Нинкин подкатил к бате Ефиму.
— Не скаредней же ты немца. Ась? Он мне бумажку дал, а ты, что ль, табачку пожалеешь?
И Ефим полез за кисетом.
— Ну и оторва ты.
Выстроились в походную колонну, снова двинулись по степи в полынном дурмане, под сатанеющим солнцем. Вдали погромыхивало, не я один невольно поглядывал на край неба — не выползет ли тучка, не нанесет ли дождя? Небо было чисто, дали прозрачны. Погромыхивает… Марш! Марш! Мы слышим войну.
Встретились первые раненые. У перегревшегося грузовичка с откинутым капотом двое в скудной тени кузова на корточках.
Один баюкал руку на перевязи, у другого в марлевой шапке е охватом до подбородка голова, сверху петушиным гребнем грязная пилотка.
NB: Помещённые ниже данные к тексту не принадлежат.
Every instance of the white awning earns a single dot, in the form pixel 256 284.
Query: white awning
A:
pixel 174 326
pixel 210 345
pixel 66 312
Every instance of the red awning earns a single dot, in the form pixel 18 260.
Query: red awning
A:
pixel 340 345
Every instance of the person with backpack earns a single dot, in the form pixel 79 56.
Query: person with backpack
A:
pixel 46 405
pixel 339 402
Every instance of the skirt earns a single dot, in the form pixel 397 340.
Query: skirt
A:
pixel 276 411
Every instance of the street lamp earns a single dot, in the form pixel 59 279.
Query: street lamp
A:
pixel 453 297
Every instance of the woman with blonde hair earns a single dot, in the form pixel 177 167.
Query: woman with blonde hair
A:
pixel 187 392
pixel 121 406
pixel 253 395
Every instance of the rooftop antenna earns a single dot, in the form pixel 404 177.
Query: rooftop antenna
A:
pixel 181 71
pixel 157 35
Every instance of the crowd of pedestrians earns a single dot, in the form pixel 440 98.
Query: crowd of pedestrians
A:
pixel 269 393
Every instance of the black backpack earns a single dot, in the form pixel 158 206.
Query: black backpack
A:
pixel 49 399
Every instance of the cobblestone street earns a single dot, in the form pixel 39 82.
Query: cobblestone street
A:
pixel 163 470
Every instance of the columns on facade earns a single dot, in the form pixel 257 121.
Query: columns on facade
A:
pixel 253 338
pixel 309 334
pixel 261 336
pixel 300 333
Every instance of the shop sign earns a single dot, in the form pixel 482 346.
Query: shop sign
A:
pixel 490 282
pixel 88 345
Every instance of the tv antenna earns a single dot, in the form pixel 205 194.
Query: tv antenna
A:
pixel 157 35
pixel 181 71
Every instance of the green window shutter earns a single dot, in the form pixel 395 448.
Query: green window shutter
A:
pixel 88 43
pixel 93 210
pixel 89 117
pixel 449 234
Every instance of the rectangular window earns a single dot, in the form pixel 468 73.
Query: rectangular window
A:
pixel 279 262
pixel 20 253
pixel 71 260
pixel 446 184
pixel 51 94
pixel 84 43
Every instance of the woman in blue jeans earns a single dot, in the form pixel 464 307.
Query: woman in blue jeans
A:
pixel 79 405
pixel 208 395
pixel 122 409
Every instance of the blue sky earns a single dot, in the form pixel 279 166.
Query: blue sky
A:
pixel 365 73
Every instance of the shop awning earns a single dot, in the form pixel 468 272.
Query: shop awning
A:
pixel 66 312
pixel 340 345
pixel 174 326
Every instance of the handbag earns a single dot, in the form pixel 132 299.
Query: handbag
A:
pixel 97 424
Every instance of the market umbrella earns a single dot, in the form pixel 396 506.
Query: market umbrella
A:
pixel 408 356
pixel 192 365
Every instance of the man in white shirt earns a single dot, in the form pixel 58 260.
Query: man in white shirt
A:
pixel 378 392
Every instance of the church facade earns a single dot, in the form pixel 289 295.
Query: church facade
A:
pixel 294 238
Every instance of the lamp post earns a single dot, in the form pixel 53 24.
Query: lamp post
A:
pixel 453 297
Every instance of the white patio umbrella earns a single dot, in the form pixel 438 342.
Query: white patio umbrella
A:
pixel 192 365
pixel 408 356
Оба ярко белоглазые, иконно черноликие, дремуче заросшие, братски похожие друг на друга.
Их бесцеремонно обступили.
— Отвоевались, мужички.
— Подождешь, так вернемся, встретимся. Нас быстро заштопают.
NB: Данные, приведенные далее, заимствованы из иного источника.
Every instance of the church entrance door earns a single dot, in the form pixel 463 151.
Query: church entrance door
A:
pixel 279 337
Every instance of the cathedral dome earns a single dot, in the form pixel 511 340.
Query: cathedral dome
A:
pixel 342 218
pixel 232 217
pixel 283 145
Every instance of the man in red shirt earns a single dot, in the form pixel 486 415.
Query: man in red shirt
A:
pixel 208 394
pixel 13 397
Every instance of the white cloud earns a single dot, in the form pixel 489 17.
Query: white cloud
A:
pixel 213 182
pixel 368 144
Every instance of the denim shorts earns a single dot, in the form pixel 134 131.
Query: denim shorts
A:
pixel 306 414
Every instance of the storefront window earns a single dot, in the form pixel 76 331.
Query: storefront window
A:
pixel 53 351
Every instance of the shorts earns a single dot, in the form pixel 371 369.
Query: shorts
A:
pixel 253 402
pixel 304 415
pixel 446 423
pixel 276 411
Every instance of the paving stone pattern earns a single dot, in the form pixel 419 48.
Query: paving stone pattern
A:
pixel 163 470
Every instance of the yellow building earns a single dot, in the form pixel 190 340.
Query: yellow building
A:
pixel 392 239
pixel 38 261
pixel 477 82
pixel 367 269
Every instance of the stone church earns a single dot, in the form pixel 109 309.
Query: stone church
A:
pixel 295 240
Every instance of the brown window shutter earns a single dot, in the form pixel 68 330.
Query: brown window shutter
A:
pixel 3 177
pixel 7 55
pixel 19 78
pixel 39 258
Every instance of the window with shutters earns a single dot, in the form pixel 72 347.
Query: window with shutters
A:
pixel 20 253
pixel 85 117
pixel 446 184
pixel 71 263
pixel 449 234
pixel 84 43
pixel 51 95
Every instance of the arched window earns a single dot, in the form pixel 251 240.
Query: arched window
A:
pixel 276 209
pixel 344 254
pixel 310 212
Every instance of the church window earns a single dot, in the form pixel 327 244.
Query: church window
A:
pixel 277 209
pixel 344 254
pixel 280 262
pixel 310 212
— Тебе голову чинить будут али новую выдадут?
— Голова цела, уха нет.
— Немец-падла откусил?
— Осколочком сбрило.
— Не горюй, поросячье пришьют.
За табачок — по закрутке на брата, все из того же неистощимого кисета бати Ефима — раненые поведали: позавчера тут надавили на немца, отбили два хутора, впереди по дороге торчит немецкая пушка и пушкарь при ней, полюбуетесь.
Новость понесли дальше, и каждый при этом стеснительно скрывал затаенную надежду: а вдруг да… болыпое-то начинается с малого, с каких-нибудь отбитых назад двух хуторов.
Никаких хуторов в обзоре не было видно, степь да степь кругом, а пушка без обману торчала за первым же взлобком. Она косо завалилась на обочине, тоскующе целилась коротким стволом в нашу незавоеванную сторону. И он при ней в пыльной лебеде, рослый, соломенно-рыжий парень в мундирчике незнакомого цвета жирной, с прозеленью болотистой грязи. Из задранных штанин высовывались тощие, с голодными лодыжками ноги в сползших носках… Первый из врагов перед нами воочию.
Я лелеял в себе мстительное чувство, заранее подогревал его — не этот, так похожий на него убил моего отца. Отцу теперь бы исполнилось пятьдесят лет, он был грузен, страдал одышкой, прошел через две войны, отличался прямотой, честностью, горячо верил во всемирную справедливость. Для меня не существовало более достойного человека, чем мой отец. Могу ли я не ненавидеть его убийцу?! Я стоял над врагом и испытывал только брезгливость… Но брезгливость не в душе, брезгует мое телесное нутро, а в душу просачивается незваная, смущающая жалость. У этого парня было все-таки небронированное брюхо, коли лежит в лебеде. Так далеко шел, чтобы умереть до тошноты некрасивой смертью. Помню отца, не забыл, но ненависть не накипает.
Все крутом, как и я, хмуро молчали. И только один Нинкин сердито сплюнул.
— Тьфу! Падаль.
Но и в его голосе не было силы, выдавил из себя по обязанности.